Comprendre l’histoire de notre pays, comme d’ailleurs l’histoire mondiale est, sans doute, une des approches nécessaires pour appréhender notre France et notre monde actuels.

Il ne faut pas, certes, tomber dans la facilité de « faire parler » une situation que nous connaissons de nos jours à l’aune d’une situation passée, dans une sorte de copié-collé, c’est ce que font volontiers les politiciens. Ou encore de se contenter de dire que l’histoire est un éternel recommencement.

Mais les comportements humains qui animent les événements restent, au fond, les mêmes, quelle que soit l’époque, et justifient cette comparaison passé-present.

Cependant, l’interprétation des grands bouleversements sociétaux et politiques que sont les périodes révolutionnaires est plus difficile à faire que celle des changements progressifs.



C’est tout l’intérêt de cet ouvrage de Tocqueville (surtout connu pour son analyse de référence « De la Démocratie en Amérique », analyse magistrale de l’organisation politique des États -Unis au 19ème siècle).

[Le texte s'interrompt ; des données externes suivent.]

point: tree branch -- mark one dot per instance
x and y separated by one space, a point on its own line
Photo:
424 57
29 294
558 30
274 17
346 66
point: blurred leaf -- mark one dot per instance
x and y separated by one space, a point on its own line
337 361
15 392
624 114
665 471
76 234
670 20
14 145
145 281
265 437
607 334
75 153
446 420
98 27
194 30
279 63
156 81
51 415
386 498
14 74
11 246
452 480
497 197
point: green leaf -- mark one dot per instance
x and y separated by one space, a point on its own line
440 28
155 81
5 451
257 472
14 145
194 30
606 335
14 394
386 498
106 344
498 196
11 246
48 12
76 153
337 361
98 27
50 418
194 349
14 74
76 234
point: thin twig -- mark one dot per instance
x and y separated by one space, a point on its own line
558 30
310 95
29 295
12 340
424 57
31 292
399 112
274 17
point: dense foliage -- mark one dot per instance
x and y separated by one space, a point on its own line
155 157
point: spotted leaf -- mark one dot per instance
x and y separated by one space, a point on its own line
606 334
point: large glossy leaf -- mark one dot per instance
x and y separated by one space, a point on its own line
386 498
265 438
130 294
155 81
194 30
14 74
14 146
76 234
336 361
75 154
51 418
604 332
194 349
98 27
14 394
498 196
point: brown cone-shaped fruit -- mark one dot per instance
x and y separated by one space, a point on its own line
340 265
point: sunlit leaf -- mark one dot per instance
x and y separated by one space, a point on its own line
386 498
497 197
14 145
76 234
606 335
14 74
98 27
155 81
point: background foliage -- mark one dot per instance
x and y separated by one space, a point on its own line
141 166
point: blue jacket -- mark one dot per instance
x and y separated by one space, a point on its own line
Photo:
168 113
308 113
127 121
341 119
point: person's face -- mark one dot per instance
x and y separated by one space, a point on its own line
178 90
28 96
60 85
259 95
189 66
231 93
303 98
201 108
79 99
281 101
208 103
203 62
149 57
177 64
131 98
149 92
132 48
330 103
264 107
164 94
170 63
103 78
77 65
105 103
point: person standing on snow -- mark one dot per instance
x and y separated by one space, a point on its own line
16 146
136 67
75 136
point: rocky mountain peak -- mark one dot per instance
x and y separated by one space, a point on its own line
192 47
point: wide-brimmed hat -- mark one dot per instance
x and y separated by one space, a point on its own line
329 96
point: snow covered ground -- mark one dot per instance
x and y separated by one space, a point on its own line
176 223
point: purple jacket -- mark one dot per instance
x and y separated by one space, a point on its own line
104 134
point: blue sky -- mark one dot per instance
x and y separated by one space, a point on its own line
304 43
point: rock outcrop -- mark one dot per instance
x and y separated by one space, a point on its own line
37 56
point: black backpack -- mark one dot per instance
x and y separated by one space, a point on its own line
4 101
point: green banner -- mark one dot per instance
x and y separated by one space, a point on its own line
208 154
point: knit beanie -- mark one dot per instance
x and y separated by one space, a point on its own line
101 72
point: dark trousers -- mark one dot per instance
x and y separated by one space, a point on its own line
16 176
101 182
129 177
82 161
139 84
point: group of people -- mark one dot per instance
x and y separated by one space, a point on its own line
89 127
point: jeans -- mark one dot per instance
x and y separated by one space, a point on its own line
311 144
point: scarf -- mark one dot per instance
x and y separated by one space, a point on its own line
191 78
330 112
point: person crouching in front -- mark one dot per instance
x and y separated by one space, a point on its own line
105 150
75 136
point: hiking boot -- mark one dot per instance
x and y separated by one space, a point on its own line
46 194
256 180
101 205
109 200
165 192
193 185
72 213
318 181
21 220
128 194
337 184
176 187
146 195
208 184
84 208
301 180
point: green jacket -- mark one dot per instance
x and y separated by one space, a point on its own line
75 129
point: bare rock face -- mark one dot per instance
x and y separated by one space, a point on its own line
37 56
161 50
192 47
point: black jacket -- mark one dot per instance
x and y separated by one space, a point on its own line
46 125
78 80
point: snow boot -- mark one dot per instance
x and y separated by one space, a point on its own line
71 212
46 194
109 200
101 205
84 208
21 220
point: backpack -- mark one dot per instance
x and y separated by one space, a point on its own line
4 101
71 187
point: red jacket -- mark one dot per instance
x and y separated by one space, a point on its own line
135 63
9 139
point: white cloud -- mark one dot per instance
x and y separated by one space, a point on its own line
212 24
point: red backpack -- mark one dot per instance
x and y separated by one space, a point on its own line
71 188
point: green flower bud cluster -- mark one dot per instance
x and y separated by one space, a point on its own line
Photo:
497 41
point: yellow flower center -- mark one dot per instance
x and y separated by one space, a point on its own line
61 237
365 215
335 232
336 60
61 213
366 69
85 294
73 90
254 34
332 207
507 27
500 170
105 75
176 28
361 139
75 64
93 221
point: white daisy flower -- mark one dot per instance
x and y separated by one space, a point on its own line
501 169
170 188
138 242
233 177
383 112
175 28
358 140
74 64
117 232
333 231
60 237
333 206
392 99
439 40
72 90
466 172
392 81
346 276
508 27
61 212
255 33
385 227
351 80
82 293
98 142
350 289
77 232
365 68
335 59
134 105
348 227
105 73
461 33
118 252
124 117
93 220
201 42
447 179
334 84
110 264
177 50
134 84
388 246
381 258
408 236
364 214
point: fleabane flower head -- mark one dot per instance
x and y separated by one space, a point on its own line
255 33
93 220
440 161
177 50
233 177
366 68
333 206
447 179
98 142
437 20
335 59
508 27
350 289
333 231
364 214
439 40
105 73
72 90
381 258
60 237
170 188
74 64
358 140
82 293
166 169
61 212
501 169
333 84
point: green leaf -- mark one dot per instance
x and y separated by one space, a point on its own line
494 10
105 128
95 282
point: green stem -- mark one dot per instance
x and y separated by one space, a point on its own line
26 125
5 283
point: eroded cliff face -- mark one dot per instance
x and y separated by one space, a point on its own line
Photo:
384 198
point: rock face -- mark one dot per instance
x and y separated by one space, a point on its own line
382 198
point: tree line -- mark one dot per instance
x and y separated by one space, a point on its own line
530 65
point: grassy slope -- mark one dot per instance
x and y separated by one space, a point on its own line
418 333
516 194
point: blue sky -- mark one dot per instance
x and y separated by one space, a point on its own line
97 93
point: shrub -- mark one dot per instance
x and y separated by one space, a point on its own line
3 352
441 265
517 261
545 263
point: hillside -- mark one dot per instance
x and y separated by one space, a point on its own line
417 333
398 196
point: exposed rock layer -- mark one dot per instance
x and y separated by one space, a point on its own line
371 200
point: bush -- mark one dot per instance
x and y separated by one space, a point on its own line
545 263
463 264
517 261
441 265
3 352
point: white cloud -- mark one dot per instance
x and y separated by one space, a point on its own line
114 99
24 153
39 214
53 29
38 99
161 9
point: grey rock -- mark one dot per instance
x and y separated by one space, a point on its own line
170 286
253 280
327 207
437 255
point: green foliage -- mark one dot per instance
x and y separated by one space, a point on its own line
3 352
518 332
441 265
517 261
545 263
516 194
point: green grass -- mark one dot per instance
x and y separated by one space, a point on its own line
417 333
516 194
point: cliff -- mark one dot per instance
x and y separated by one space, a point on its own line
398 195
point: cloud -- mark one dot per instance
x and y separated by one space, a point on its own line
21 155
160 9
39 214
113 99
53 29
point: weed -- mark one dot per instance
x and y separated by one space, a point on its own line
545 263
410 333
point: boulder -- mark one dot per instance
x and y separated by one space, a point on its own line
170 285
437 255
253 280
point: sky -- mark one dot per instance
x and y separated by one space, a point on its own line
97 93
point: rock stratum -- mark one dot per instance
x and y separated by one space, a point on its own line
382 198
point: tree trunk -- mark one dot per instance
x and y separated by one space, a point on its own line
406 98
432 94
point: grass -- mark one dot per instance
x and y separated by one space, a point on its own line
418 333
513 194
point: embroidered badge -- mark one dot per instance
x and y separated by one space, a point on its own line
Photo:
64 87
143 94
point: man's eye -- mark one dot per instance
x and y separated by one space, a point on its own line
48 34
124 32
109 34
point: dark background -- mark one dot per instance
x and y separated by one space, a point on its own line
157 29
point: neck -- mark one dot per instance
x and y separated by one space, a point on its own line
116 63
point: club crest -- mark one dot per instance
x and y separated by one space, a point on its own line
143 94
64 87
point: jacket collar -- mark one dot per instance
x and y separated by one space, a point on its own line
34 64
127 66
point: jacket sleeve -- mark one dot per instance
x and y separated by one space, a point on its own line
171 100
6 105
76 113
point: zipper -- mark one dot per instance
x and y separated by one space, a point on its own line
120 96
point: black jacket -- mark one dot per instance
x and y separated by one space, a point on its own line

A l’inverse des autres, tels celui remarquable d’Albert Mathiez que j’ai commenté il y a quelque temps, le livre d’Alexis de Tocqueville ne donne aucun déroulé des événements ; et d’ailleurs, aucune analyse de la révolution de 1789 et de son évolution jusqu’à sa chute n’est donnée. Qu’est-ce qui l’en a empêché? Sans doute la difficulté d’appréhender cette période révolutionnaire, lui qui était de la noblesse, et partisan de l’ordre en politique. En effet, si l’on a trouvé des notes de lui sur le Consulat, une période plus stable, aucune note sur la Période révolutionnaire n’a été retrouvée.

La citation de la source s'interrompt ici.